Jo, fellow Guardian- AND list-lover, emailed me this morning with a link to The Observer Food Monthly's 50 best cookbooks list. Thank you. I love these sort of things, and the top 10 is, I think, interesting.
Thoughts:
There's very little Elizabeth David on the list, which I find curious given it has such a very british bent to it and only one (really?) Nigel Slater. Kitchen Diaries is, for me, the best food book ever published - beautiful words; beautiful to hold; beautiful, beautiful photographs by Jonathan Lovekin printed on (beautiful) matt paper. Farking gorgeous. Easily my number one.

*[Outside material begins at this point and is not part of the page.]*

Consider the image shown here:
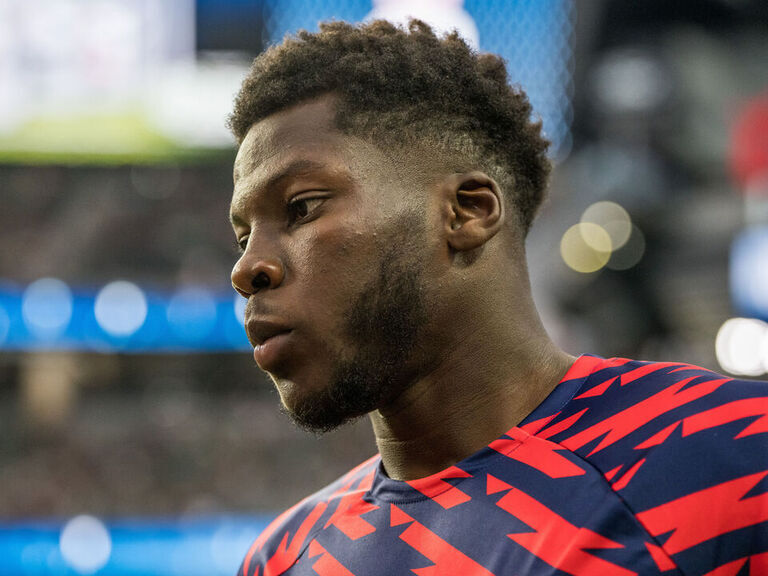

Pleased to see Madhur Jaffrey make an appearance. Her Eastern Vegetarian Cooking is one of the most useful books I own. I love the Book of Jewish Food (# 3) by Claudia Roden because she offers an eloquent, sephardic, way into understanding the culture of the blokes around me, and her shakshouka is why I'll be planting lots of peppers and tomatoes in the next garden.
Deborah Madison's 'Greens' is there, but Local Flavors is, I reckon, better. The Savory Way has my all-time favourite dish of zucchini cooked with cloves, crushed basil leaves and fresh, early-summer organic cream. Simmered with new garlic and super fresh corn. Jesus, it's early summer on a plate, that dish.
Madison is the sexiest seasonal eating gets, especially if you have a garden. Olney, at # 1, means that we are living in an age of vegetable-loving and that's a very good thing in my opinion.
I love peasant food and always have.
I remember unpacking Fushia Dunlop's Sichuan Cooking in the shop and thinking, this is a keeper. Too much pork for us, but it's still a keeper. Australian David Thompson's book Thai Food came in at # 7 and is, I think, a glaring omission from my own shelf but again, I wonder how useful it is to someone who cooks neither pork or shellfish? David Tanis - a true artist - deserves to be there, but as much for the stunning photographs by Christopher Hirschimer as Tanis' lovely words.
Next on my list? An original (g'ah) 1965 copy of Len Deighton's Action Cook Book is something I want very, very badly now, and that's what a good list offers, you see. My current reading includes Kingsley Amis' Everyday Drinking which I am enjoying immensely. What are you enjoying?